Todeskind: Thriller (German Edition)
Hütte in Bewegung.
Baltimore, Maryland
Donnerstag, 5. Dezember, 14.30 Uhr
Ich bin ein Idiot. Clay kniff sich in den Nasenrücken, während der Aufzug ihn zur Intensivstation brachte, wo Stevie lag. Er wusste, dass es hoffnungslos war, aber er konnte doch nicht einfach fortbleiben.
Das hat sie ja auch gar nicht verlangt, dachte er. Was natürlich eine jämmerliche Ausrede war. Sie hatte einen Schlauch im Hals gehabt. Sie hätte nichts sagen können, selbst wenn sie es gewollt hätte.
Doch jetzt war der Schlauch entfernt worden. Sie konnte sagen, was immer sie loswerden musste. Und wenn sie ihn nicht mehr sehen wollte, dann hatte er wenigstens noch eine Bitte an sie. Eine, die ihr vielleicht ein Ziel geben würde, wenn sie mit der Reha anfing.
Das Wartezimmer war belagert von Familienmitgliedern und Polizisten. Es war so voll, dass es nur noch Stehplätze gab, und so war es praktisch von Anfang an gewesen. Denn es handelte sich um Stevie, und Stevie liebten alle.
Ihre Eltern arbeiteten sich durch den Wartebereich, schüttelten Hände und küssten die Besucher auf beide Wangen.

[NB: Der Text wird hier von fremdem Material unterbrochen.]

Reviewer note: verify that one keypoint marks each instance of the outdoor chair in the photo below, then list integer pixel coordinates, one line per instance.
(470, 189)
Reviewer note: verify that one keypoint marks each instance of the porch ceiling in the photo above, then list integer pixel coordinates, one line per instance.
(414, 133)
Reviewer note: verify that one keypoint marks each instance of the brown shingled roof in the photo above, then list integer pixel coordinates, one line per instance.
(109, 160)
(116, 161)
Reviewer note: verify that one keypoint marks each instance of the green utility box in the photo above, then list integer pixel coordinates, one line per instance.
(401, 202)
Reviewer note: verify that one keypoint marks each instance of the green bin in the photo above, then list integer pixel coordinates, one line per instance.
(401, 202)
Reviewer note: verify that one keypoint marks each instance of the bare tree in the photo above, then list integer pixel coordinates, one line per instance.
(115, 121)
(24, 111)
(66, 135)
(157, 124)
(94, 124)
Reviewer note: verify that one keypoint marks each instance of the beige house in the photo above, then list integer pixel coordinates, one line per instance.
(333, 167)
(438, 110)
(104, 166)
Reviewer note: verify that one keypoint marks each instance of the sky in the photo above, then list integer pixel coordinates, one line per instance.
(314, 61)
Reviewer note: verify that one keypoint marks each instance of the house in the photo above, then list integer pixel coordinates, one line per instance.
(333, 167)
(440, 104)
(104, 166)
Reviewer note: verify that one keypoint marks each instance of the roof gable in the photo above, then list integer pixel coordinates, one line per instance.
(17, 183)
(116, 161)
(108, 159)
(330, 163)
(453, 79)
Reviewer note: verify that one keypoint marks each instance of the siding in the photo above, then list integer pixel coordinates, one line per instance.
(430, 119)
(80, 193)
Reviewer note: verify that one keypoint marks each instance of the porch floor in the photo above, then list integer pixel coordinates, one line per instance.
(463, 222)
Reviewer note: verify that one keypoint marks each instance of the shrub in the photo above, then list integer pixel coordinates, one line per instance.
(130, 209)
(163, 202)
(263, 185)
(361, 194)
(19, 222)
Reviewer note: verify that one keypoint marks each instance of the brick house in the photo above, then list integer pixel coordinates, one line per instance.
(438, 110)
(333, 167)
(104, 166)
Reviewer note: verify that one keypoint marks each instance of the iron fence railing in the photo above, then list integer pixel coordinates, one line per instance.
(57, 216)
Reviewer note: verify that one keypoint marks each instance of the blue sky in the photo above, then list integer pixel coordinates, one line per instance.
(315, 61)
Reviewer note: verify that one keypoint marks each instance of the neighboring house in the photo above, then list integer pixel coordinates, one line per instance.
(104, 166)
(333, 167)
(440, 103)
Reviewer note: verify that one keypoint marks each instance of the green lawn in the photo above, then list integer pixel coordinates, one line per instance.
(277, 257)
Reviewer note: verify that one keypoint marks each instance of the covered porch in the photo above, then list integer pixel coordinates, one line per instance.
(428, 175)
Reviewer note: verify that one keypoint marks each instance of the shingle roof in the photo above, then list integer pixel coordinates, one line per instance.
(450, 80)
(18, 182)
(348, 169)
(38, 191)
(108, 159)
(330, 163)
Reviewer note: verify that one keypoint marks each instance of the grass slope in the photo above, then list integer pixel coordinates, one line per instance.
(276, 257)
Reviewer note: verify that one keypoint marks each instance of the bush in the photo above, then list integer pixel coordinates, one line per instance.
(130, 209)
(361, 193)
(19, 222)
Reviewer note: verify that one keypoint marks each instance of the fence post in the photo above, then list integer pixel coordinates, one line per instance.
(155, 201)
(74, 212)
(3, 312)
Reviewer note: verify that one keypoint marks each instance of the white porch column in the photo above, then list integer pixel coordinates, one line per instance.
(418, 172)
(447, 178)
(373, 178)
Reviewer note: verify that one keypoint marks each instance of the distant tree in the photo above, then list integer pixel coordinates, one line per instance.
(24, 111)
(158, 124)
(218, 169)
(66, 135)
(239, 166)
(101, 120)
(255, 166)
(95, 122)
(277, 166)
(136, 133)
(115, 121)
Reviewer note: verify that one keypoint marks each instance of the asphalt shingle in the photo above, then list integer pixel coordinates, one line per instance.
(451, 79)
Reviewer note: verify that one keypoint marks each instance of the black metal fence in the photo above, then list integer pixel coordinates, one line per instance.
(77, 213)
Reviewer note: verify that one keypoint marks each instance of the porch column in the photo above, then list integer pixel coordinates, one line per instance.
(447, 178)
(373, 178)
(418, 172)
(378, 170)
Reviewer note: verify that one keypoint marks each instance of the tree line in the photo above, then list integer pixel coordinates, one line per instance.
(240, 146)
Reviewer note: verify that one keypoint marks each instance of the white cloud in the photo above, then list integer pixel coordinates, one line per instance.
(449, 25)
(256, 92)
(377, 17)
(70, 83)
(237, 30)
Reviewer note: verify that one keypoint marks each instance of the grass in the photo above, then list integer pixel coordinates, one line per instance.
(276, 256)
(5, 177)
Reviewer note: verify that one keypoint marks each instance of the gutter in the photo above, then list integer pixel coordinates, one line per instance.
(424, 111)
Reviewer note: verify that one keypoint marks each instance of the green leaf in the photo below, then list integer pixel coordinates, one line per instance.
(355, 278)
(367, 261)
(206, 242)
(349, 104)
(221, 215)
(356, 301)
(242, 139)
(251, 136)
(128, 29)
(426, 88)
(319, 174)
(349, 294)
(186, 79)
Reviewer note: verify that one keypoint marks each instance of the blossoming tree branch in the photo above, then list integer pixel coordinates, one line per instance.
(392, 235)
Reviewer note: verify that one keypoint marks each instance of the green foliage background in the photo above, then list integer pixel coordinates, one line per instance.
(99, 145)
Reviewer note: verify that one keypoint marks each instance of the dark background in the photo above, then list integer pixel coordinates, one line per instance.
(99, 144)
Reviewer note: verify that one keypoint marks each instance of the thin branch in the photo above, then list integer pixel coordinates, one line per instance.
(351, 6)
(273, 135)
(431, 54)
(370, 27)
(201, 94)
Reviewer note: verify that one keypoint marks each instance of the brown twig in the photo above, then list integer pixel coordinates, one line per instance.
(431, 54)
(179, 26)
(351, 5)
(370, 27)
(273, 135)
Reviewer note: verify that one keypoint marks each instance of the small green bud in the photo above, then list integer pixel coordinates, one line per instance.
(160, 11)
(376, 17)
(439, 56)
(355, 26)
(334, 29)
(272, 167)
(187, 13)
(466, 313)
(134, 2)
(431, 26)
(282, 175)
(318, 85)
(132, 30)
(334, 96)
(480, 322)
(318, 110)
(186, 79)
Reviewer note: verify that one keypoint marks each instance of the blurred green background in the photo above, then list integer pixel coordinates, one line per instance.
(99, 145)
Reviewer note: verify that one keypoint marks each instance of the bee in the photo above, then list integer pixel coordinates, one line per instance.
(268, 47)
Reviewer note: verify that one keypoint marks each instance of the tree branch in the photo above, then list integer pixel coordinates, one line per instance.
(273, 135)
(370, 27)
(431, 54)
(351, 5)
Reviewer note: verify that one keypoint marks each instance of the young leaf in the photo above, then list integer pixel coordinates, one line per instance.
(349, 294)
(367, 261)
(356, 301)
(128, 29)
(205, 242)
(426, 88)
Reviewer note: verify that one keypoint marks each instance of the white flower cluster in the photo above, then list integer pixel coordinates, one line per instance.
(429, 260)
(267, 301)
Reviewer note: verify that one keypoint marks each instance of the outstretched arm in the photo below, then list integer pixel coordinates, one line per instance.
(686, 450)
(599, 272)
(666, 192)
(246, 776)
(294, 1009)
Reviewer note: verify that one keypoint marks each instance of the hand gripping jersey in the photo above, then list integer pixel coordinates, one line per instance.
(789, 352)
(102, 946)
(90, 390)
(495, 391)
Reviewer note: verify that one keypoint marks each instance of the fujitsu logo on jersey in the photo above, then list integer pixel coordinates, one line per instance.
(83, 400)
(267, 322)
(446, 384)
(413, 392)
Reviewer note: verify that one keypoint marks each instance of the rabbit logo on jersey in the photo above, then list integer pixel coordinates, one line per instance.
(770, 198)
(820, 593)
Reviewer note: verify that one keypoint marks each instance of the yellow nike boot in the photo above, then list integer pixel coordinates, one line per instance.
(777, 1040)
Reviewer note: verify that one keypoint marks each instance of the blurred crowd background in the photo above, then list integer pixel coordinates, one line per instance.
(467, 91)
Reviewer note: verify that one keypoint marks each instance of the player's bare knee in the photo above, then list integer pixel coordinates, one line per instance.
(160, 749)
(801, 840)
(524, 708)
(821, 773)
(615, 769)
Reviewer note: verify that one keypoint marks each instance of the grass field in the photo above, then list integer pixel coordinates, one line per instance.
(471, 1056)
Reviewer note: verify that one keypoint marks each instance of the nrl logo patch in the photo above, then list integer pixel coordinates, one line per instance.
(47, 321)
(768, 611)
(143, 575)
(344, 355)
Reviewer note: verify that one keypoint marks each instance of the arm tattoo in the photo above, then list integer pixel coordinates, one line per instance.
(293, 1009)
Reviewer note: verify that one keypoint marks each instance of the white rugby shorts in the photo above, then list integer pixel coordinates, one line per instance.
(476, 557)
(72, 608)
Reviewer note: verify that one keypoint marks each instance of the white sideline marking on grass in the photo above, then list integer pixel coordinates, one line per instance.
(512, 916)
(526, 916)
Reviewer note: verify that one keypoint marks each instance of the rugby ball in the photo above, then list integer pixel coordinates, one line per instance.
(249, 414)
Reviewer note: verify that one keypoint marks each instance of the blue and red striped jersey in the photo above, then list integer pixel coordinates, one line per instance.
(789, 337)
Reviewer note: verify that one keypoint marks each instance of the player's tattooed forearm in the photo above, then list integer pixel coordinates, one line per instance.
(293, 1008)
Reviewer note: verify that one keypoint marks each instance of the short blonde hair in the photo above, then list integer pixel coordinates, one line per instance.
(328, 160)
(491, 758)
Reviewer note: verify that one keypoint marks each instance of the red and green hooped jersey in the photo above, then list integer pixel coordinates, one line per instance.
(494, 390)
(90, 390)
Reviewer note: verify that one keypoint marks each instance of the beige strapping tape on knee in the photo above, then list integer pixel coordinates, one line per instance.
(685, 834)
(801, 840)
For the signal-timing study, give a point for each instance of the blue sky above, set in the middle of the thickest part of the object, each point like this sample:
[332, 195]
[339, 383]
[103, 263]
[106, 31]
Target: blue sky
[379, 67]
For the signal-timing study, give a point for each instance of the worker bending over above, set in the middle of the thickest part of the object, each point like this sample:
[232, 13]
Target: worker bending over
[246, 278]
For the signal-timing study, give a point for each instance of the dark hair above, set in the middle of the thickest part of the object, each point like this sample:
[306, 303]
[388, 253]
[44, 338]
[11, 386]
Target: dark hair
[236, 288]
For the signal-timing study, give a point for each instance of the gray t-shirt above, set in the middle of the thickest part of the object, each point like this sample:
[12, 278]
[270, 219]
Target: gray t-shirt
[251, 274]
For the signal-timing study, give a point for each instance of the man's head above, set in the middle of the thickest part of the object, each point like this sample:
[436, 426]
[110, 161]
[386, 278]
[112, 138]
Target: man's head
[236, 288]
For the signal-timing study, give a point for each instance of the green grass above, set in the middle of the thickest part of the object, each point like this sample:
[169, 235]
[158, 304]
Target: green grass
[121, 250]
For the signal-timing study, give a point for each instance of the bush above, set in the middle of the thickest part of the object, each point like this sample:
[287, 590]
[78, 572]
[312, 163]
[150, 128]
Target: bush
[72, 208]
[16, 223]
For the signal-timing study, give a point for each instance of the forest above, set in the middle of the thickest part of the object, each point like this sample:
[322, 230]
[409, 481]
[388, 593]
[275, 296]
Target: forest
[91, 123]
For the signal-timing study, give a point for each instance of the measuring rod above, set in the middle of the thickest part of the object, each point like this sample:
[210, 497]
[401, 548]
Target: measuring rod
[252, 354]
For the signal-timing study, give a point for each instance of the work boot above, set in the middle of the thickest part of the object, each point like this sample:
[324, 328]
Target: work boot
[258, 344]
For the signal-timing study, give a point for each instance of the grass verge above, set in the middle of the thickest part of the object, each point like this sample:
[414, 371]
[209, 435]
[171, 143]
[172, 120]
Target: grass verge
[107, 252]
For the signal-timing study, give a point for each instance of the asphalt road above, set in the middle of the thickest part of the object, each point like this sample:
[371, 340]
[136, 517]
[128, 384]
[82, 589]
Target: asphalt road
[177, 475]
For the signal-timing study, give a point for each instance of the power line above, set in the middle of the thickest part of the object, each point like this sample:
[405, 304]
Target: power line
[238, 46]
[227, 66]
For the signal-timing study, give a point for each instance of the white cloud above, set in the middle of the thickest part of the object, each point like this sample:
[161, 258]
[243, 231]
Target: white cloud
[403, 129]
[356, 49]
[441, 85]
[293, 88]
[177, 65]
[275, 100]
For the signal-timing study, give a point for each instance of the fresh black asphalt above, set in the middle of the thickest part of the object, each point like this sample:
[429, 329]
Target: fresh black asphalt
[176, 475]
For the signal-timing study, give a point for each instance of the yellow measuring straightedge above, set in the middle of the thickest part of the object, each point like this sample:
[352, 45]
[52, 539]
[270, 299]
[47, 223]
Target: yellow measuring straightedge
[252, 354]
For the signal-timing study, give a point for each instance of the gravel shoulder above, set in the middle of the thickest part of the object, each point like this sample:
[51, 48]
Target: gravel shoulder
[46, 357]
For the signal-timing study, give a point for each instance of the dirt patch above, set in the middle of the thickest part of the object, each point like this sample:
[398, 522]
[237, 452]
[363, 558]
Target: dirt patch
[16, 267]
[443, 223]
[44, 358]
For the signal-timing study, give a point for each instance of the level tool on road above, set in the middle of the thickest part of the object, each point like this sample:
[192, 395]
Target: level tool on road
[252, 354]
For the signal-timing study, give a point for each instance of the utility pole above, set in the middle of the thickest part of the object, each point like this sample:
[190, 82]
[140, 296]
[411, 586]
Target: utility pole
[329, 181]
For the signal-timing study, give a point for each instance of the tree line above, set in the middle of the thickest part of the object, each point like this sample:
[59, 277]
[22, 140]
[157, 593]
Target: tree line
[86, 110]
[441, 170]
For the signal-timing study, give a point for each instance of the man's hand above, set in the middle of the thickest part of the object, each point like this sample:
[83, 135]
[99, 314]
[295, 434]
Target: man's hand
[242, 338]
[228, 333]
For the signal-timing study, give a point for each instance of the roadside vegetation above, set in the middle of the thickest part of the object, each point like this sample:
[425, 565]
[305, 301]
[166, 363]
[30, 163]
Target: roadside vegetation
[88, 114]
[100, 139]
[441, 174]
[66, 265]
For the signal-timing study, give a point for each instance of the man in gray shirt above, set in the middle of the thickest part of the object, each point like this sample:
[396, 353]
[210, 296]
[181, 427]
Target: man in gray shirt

Als sie ihn sahen, leuchteten ihre Gesichter auf, und Stevies Mutter schlang die Arme um seinen Nacken.
Trotz allem musste Clay lächeln. »Wie geht es ihr?«, fragte er, und beide Nicolescus zuckten die Schultern.
»Sie ist nicht unsere Stefania«, sagte ihre Mutter. »Noch nicht.«
»Viel zu höflich«, klagte ihr Vater. »Uns fehlt das Feuer.«
»Das kommt wieder«, versprach Clay zuversichtlicher, als er sich fühlte. Jemand zupfte an seinem Hosenbein, und er blickte hinab.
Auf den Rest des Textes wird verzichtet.